AbbVie ABBV announced that its experimental hepatitis C virus (HCV) treatment was granted priority review in Japan.
AbbVie’s all-oral, ribavirin and interferon free, 12-week, two direct-acting antiviral treatment comprises a fixed dose of paritaprevir/ritonavir in combination with ombitasvir, dosed once daily. The company is looking to get the combination approved for the treatment of patients with genotype 1 (GT1) chronic HCV infection.
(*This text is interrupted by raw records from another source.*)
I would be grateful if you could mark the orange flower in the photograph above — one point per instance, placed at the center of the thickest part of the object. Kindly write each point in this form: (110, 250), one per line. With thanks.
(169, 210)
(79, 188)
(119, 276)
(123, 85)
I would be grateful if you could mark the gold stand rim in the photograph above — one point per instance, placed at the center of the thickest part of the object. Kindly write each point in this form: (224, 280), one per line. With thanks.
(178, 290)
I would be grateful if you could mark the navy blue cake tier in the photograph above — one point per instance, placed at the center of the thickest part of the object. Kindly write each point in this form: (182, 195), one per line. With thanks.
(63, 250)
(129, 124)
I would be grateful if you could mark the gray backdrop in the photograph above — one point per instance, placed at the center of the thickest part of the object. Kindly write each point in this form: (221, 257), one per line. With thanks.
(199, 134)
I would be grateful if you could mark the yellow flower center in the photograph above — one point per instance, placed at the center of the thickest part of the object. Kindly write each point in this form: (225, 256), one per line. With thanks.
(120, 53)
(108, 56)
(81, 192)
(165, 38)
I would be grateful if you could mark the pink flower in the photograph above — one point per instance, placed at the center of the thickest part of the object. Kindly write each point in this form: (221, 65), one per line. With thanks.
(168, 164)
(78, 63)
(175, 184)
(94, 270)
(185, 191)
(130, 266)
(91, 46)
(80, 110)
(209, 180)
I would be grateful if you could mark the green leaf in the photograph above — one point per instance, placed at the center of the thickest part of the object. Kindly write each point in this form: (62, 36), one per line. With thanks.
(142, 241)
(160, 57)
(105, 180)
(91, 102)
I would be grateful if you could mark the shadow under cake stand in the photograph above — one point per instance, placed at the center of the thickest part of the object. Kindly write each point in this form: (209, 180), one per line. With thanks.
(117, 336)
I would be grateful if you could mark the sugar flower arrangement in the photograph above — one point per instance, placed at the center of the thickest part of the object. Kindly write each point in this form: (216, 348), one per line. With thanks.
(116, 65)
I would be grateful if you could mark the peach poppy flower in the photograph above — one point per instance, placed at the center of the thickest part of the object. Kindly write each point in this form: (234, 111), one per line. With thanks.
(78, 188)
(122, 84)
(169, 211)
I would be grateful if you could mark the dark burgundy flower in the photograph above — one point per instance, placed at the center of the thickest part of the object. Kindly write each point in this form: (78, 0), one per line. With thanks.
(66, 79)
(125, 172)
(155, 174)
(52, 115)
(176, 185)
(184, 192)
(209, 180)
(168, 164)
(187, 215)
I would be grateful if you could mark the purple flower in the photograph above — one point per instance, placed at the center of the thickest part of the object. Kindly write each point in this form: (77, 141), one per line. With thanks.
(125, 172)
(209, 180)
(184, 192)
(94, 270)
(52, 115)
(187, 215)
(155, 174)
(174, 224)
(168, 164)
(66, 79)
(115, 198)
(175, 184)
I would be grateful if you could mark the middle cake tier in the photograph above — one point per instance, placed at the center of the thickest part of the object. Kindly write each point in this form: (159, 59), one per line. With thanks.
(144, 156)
In Feb 2015, AbbVie had filed a new drug application with the Japanese Ministry of Health, Labour and Welfare for the HCV treatment.
We note that AbbVie’s three-drug HCV regimen, Viekira Pak and Viekirax + Exviera has already gained approval in the U.S. (Dec 2014) and EU (Jan 2015). AbbVie’s two-drug direct-acting HCV regimen also has a good chance of gaining approval based on high rates of response and low discontinuation rates.
We remind investors that pharmacy benefit manager (PBM), Express Scripts ESRX, has added AbbVie’s Viekira Pak to its formulary offering it as an exclusive option for GT1 HCV patients from Jan 1, 2015. Express Scripts’ decision to choose lower-priced Viekira Pak over other expensive HCV drugs like Gilead’s GILD Sovaldi and Harvoni has led to intense pricing competition in the HCV market.
Several other companies are also looking to bring their shorter duration HCV treatments to the market. We expect the HCV market and pricing competition to remain in focus for the rest of 2015.